Building an AI Agent for Supply Chain Optimization with NVIDIA NIM and cuOpt

Enterprises face significant challenges in making supply chain decisions that maximize profits while adapting quickly to dynamic changes. Optimal supply chain operations rely on advanced analytics and real-time data processing to adapt to rapidly changing conditions and make informed decisions.

Optimization is everywhere. To meet customer commitments and minimize risks, organizations run thousands of what-if scenarios. 
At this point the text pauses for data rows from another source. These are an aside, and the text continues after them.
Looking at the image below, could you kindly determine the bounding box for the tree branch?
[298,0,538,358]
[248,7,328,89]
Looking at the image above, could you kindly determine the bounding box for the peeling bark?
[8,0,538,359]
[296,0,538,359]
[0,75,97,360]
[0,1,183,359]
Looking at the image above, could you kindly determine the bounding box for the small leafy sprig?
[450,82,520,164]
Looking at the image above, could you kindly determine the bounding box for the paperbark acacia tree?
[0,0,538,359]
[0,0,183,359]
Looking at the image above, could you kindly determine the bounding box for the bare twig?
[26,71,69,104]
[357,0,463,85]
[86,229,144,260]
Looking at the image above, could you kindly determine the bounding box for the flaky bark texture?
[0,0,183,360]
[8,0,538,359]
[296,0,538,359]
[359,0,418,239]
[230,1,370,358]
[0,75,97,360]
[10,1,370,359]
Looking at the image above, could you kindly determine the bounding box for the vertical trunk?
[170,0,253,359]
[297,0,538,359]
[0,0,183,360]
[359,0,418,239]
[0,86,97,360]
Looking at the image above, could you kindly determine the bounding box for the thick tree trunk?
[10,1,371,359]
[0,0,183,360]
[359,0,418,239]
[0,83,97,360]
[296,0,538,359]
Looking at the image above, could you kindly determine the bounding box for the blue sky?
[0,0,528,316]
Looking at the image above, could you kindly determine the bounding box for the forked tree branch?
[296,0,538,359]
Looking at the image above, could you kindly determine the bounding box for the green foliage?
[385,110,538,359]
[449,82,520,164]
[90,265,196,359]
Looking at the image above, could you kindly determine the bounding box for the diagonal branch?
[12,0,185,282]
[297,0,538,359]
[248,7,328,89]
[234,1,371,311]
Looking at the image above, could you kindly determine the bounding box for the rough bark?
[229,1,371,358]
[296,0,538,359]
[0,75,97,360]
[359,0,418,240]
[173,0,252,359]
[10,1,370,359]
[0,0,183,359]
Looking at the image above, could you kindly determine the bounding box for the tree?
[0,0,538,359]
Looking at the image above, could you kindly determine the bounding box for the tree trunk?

For instance, retail companies must consider factors such as traffic, weather, and miles driven to optimize routes, and logistics to reduce shipping costs, more than half of which is attributed to last-mile delivery​. 

Similarly, pharmaceutical companies must navigate complex supply chains, regulatory constraints, and high research and development costs, making real-time optimization difficult. 

Financial institutions must balance risk and return in volatile markets, necessitating sophisticated mathematical models (PDF) for decision-making.

The agriculture sector deals with unpredictable factors, such as weather and market demand, complicating cost and profit optimization. 

In this post, we demonstrate how linear programming and LLMs, with the NVIDIA cuOpt microservice for optimization AI, can help you overcome optimization challenges to push the boundaries of optimization with an unprecedented solution.

Linear programming

With NVIDIA cuOpt and NVIDIA NIM inference microservices, you can harness the power of AI agents to improve optimization, with supply chain efficiency being one of the most compelling and popular domains for such applications. In addition to the well-known vehicle routing problem (VRP), cuOpt can optimize for linearly constrained problems on the GPU, expanding the set of problems that cuOpt can solve in near-real time.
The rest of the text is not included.